Reduces I/O and shuffle by scanning only relevant partitions in a partitioned table.

Critical for large datasets in Delta, Parquet, or Hive.

Improves query performance by avoiding full table scans.

Use cases:

Filtering large historical logs by date.

Querying customer data in a partitioned table by region or country.

Optimizing ETL pipelines by limiting input size.

**⭐ 2. SQL Equivalent**

In [0]:
%sql
-- Table partitioned by date
SELECT *
FROM sales
WHERE sale_date = '2025-12-01';  -- Only relevant partition scanned


**⭐ 3. Core Idea**

Partition pruning works when filters match partition columns.

Spark can skip irrelevant partitions → less read → faster execution.

Combine with pushdown filters for maximum efficiency.
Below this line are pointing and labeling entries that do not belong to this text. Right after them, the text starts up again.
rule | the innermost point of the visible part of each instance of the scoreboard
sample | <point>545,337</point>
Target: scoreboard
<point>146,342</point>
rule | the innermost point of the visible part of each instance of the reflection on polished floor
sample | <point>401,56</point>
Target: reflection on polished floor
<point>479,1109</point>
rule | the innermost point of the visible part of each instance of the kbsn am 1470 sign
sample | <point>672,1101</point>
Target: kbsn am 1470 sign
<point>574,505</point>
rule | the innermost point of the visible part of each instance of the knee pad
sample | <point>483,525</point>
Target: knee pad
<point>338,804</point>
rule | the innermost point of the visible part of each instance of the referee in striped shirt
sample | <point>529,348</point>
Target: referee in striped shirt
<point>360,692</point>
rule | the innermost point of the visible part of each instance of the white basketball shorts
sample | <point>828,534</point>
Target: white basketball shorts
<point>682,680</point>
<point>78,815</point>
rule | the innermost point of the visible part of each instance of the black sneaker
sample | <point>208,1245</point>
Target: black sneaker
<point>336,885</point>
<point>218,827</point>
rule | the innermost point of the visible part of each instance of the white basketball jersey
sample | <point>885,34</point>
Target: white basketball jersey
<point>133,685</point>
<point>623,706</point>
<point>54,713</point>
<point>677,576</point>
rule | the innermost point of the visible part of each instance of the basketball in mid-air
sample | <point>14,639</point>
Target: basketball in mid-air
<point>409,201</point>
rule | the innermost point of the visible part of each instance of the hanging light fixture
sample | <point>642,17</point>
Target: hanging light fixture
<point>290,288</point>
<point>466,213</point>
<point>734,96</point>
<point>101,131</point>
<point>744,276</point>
**⭐ 4. Template Code (MEMORIZE THIS)**

In [0]:
# Read partitioned table with filter on partition column
df = spark.read.parquet("path/to/partitioned_data") \
       .filter("partition_col = 'value'")

# OR using .where()
df = spark.read.parquet("path/to/partitioned_data") \
       .where(df.partition_col == "value")

**⭐ 5. Detailed Example**

In [0]:
data = [
    ("2025-12-01", "Alice", 100),
    ("2025-12-02", "Bob", 200),
    ("2025-12-01", "Charlie", 300)
]
df = spark.createDataFrame(data, ["date", "name", "amount"])
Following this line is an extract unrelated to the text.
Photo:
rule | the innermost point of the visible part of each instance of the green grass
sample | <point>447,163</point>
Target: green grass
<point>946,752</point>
# Write partitioned by date
df.write.partitionBy("date").mode("overwrite").parquet("s3://data/sales")

# Read only 2025-12-01 partition
df_filtered = spark.read.parquet("s3://data/sales").filter("date = '2025-12-01'")
df_filtered.show()


**⭐ 6. Mini Practice Problems**

Read a Delta table partitioned by region and filter only region='US'.

Why does filtering a non-partitioned column not benefit from partition pruning?

Write a DataFrame partitioned by year and month, then read only year=2025.

**⭐ 7. Full Data Engineering Problem**

Scenario: You have a 2TB Delta table partitioned by year/month/day. You need yesterday’s logs for aggregation.

In [0]:
from datetime import datetime, timedelta
yesterday = (datetime.now() - timedelta(days=1)).strftime("%Y-%m-%d")
year, month, day = yesterday.split("-")

df_yesterday = spark.read.format("delta") \
    .load("s3://bronze/logs/") \
    .filter(f"year={year} AND month={month} AND day={day}")

# Aggregate user clicks
agg_df = df_yesterday.groupBy("user_id").count()
agg_df.show()


**⭐ 8. Time & Space Complexity**

| Operation         | Time Complexity                 | Space Complexity    |
| ----------------- | ------------------------------- | ------------------- |
| Partition pruning | O(n/p) (scan only p partitions) | O(filtered records) |
| Full table scan   | O(n)                            | O(n)                |


**⭐ 9. Common Pitfalls**

Filtering non-partitioned columns → no pruning.

Using complex expressions on partition columns → Spark may not prune.

Forgetting to partition at write time → cannot prune later.

Over-partitioning → too many small files → overhead > benefit.